Tot de riten rekent Confucius namelijk niet alleen voorschriften rondom officiële ceremonies – de stof waarvan een kap gemaakt dient te worden, de periode van rouw na het overlijden van een ouder – maar ook alledaagse beleefdheden. De rituelen hebben een praktische functie: alleen door de gedeelde conventies kunnen mensen elkaar begrijpen en harmonieus samenleven, meent Confucius. Door rituele stappen te volgen kunnen mensen zich bovendien niet langer door hun verlangens laten leiden en zich in plaats daarvan bezinnen op hun handelen. Hierbij is het wel van belang dat de rituelen met de juiste intentie doorlopen worden, want van een routineuze uitvoering wordt niemand beter.
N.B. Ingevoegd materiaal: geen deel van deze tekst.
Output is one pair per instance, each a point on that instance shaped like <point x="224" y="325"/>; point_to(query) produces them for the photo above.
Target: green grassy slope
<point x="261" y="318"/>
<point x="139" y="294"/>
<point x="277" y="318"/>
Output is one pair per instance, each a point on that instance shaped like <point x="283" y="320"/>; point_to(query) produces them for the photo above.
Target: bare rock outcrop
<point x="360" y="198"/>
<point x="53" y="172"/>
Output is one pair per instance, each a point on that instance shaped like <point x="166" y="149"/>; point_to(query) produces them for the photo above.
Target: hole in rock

Alleen een oprechte toewijding aan de riten maakt je een medemenselijker mens.
Confucius was een Chinese wijsgeer en leraar. Zijn uitspraken en dialogen zijn door leerlingen overgeleverd in De gesprekken.
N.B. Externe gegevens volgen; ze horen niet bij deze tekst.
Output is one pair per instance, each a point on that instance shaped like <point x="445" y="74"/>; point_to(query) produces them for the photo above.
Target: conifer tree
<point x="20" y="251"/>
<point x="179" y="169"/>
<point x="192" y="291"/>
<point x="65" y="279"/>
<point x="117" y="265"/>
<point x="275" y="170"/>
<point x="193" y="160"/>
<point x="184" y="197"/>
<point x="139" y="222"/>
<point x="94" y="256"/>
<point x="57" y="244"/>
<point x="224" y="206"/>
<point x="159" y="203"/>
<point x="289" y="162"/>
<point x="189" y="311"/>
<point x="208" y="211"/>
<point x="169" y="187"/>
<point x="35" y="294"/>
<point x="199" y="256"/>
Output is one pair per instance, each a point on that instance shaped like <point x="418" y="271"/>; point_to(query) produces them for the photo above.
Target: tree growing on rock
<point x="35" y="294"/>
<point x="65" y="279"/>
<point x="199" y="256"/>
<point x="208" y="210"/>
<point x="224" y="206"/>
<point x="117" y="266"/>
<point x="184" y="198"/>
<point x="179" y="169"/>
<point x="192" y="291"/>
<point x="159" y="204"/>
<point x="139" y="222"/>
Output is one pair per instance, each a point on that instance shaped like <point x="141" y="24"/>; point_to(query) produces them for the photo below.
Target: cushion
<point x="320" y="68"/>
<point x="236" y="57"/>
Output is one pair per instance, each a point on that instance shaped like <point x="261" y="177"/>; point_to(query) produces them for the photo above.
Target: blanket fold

Het nutteloze offer verheft ons
Georges Bataille (1897-1962)
Een krijgsgevangene van de Azteken werd maandenlang als koning behandeld: hij kreeg het heerlijkste eten voorgeschoteld, werd in prachtige kleren gehuld en liep met bloemen in de hand door de straten, waar de mensen hem vereerden. Aan het eind van het jaar wachtte hem echter een minder plezierig lot. Tijdens een groot festival bestijgt hij de trappen van de tempel, waar een priester het hart uit zijn borst trekt en voor de ogen van de toeschouwers aan de zon offert.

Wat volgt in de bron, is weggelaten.